Mary Sue
Mary Sue is a fictional character from fan fiction who is written to not have any flaws to the point where other characters love them but the audience hates them.
Paula Smith
In 1973, a woman named Paula Smith ran a magazine that published Star Trek fan fiction and most people who wrote for the magazine were women. Smith complained that a lot of them liked to imagine themselves as being in the story, so they would write about Captain James T. Kirk and Mister Spock loving the female protagonist. Smith wrote the short story, A Trekkie’s Tale, in 1974 as a parody of Star Trek fan fiction. In the short story, Mary Sue becomes a lieutenant in Starfleet at fifteen and a half, Captain Kirk falls in love with her, and he makes her the new captain. Spock says this is logical and Doctor Leonard McCoy thinks she is a better leader than Kirk was. Mary Sue dies to save the Universe and is declared the greatest hero ever to exist.
Fan Fiction
After Paula Smith wrote A Trekkie’s Tale in 1974, people started to criticize Star Trek fan fiction.
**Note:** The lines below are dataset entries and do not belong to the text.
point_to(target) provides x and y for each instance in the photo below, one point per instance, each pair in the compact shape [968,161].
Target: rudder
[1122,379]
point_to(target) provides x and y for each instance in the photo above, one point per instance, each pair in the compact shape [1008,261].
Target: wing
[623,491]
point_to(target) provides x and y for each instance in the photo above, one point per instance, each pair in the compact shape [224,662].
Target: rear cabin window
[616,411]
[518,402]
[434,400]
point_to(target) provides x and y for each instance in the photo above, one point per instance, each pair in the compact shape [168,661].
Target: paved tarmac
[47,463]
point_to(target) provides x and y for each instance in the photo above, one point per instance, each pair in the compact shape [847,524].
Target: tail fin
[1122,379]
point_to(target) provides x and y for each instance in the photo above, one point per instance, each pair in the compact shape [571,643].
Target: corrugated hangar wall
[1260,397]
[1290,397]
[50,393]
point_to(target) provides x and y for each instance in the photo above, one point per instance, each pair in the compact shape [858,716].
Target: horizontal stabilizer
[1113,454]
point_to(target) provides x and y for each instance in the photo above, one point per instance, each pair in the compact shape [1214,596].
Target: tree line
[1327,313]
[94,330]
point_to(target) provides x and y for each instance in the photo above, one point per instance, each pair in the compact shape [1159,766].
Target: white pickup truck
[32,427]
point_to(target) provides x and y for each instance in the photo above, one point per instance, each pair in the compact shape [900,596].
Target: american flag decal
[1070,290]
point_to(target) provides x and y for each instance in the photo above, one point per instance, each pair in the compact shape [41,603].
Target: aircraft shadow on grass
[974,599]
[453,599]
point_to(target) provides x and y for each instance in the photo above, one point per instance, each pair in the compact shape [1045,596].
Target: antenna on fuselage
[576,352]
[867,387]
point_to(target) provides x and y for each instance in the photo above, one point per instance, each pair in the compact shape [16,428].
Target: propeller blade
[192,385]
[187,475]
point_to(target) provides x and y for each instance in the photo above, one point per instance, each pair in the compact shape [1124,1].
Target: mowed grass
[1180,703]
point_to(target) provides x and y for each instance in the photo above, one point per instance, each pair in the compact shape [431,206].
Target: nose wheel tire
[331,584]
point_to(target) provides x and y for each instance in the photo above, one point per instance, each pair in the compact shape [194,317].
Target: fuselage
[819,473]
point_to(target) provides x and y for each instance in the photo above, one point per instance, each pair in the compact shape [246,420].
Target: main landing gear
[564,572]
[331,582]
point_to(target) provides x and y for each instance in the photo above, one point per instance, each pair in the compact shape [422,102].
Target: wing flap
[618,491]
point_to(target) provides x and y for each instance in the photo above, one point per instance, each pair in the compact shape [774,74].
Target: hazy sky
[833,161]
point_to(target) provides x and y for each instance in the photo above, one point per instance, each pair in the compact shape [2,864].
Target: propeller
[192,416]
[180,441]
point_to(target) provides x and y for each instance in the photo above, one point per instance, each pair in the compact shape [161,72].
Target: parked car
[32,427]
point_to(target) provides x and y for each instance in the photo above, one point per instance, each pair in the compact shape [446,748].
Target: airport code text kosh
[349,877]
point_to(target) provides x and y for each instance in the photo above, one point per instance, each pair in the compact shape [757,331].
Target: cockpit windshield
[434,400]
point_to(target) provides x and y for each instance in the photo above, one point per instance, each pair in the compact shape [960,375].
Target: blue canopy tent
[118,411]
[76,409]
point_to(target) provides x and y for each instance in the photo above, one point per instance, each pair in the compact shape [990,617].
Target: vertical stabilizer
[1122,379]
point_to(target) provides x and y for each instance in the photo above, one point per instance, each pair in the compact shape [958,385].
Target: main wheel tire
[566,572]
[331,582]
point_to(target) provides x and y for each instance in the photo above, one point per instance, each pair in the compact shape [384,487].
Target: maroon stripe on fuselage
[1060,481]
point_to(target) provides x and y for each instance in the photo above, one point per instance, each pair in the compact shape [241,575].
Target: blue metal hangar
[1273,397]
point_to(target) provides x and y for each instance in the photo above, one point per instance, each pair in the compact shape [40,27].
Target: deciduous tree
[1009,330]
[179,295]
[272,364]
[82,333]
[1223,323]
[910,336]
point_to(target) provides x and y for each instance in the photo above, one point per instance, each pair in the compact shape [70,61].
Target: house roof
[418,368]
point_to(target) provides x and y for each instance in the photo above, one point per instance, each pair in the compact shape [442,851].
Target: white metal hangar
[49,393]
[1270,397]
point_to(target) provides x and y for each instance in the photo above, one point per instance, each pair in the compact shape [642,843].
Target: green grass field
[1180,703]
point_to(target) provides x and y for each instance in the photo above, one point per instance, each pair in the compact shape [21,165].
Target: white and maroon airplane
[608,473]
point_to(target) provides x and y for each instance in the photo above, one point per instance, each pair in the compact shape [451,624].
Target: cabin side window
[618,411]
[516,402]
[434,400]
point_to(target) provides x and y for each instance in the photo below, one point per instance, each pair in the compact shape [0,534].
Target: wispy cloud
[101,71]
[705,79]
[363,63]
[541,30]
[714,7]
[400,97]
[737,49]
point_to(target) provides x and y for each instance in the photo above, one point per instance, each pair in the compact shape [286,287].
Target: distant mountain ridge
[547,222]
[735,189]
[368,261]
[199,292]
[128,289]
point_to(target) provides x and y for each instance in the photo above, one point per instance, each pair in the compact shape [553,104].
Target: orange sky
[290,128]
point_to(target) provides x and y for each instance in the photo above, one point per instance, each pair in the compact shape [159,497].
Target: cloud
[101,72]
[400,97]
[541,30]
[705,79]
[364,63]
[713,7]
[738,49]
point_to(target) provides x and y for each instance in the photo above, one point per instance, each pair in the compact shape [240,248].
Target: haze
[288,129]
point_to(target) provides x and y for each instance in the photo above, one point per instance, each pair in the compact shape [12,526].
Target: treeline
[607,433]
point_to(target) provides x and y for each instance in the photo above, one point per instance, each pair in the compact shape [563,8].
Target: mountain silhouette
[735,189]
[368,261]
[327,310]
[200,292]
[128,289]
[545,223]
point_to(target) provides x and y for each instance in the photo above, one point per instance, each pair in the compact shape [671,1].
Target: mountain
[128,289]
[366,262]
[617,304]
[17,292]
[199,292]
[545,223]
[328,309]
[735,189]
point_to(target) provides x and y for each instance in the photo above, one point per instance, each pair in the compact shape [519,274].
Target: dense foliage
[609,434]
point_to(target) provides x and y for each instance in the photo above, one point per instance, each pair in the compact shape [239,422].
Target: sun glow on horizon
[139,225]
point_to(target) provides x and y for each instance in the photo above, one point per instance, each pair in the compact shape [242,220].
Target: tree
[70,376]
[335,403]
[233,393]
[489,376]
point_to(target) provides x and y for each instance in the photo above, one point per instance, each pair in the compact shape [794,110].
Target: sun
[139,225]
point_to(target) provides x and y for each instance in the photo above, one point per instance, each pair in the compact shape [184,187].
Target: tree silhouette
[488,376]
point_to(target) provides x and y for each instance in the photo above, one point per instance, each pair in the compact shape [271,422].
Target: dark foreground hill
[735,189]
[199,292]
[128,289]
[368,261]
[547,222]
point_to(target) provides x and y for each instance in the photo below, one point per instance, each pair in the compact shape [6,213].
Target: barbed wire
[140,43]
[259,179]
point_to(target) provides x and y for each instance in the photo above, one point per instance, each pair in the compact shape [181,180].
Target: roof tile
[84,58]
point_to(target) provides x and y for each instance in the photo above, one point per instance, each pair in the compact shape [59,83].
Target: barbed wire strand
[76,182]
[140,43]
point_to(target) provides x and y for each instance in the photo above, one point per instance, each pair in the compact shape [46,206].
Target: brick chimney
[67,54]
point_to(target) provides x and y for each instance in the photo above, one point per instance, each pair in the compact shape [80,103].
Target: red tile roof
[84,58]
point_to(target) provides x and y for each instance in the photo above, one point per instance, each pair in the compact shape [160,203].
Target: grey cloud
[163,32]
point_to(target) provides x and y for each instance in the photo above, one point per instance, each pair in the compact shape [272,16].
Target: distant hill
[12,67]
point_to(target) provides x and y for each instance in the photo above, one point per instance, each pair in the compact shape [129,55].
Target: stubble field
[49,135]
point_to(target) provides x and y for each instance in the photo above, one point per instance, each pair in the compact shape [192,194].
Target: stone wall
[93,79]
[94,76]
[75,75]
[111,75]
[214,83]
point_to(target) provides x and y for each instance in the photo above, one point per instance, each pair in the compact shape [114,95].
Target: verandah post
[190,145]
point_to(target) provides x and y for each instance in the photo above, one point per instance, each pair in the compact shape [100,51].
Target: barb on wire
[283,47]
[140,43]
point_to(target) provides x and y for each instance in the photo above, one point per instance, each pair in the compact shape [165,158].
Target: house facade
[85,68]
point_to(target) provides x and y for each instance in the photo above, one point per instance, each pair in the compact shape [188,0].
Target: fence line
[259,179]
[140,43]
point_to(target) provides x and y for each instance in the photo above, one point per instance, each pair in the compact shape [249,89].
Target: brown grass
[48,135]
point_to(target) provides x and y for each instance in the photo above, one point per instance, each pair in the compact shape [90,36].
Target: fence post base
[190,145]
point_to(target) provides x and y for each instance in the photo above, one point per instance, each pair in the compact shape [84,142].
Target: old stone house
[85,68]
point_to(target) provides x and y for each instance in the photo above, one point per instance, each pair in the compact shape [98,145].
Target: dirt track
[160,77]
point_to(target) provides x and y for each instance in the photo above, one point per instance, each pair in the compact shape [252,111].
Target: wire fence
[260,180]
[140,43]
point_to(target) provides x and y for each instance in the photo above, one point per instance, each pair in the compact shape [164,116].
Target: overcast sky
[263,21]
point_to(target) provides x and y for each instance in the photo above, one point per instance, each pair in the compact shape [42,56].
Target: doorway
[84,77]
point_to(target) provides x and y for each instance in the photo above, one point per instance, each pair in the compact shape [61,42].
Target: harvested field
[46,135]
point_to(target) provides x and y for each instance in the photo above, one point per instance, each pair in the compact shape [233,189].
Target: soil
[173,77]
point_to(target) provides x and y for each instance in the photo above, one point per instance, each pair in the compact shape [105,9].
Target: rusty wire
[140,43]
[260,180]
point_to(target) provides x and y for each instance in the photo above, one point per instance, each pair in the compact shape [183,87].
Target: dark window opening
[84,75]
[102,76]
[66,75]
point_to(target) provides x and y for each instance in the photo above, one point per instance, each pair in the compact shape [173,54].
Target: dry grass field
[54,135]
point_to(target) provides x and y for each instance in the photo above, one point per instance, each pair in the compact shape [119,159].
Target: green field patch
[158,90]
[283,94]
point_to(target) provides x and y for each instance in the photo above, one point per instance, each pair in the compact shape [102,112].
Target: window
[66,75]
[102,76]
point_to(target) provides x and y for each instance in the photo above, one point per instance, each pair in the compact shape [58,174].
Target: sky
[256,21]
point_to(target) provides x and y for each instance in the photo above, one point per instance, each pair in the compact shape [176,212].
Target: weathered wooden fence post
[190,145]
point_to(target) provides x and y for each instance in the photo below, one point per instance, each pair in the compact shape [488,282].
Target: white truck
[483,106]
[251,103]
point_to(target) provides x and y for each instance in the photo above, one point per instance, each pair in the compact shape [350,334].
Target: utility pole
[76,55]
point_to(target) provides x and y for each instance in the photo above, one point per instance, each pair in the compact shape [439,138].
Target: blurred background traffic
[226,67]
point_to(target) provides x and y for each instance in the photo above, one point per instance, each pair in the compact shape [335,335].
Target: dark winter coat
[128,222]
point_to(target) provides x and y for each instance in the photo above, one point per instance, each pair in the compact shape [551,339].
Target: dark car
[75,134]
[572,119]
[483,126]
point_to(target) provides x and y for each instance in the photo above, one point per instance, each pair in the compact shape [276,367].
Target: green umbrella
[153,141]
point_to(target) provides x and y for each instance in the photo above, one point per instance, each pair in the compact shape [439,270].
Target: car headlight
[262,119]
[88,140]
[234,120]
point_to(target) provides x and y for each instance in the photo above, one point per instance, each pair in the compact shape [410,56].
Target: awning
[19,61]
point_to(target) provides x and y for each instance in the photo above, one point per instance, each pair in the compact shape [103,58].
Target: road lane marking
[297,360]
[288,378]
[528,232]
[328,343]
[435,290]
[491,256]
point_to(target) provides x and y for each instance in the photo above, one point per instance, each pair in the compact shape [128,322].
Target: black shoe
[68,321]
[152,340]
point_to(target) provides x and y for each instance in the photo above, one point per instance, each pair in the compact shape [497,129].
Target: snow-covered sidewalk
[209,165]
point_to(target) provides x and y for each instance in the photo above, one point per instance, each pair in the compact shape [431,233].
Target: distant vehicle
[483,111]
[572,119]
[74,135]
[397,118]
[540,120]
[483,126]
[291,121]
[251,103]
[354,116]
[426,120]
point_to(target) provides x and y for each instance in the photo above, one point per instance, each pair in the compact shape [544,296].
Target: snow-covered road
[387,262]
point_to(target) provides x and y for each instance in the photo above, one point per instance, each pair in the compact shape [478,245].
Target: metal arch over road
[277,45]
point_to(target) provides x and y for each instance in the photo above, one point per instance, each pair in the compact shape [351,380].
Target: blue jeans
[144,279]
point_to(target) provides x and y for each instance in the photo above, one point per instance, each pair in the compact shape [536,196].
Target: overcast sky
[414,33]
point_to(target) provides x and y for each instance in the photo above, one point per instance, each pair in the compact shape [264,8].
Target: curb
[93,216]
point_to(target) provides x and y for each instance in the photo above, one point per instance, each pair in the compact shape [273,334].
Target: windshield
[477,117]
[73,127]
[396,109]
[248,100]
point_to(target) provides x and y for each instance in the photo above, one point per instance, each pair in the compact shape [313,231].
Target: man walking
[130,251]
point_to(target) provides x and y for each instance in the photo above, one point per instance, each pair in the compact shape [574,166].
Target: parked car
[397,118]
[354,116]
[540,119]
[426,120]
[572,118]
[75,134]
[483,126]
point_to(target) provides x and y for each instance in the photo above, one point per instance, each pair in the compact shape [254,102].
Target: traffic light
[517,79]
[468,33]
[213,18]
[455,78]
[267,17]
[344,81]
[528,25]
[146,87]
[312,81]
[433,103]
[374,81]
By the 1980s, people started to say that as a criticism of fan fiction for other franchises like Star Wars but at the time, the name “Mary Sue” was only ever used for fan fiction characters.
Wesley Crusher
In 1987, Gene Roddenberry, whose middle name was Wesley, created a show called Star Trek: The Next Generation and said that his favorite character in it was Wesley Crusher. People who criticized the show often said Wesley Crusher was a Mary Sue.
Star Wars
Anakin Skywalker in The Phantom Menace was sometimes said to be a Mary Sue. And since then, there’s been debate about if Rey (Star Wars) were a Mary Sue, some saying she was and some saying she wasn’t.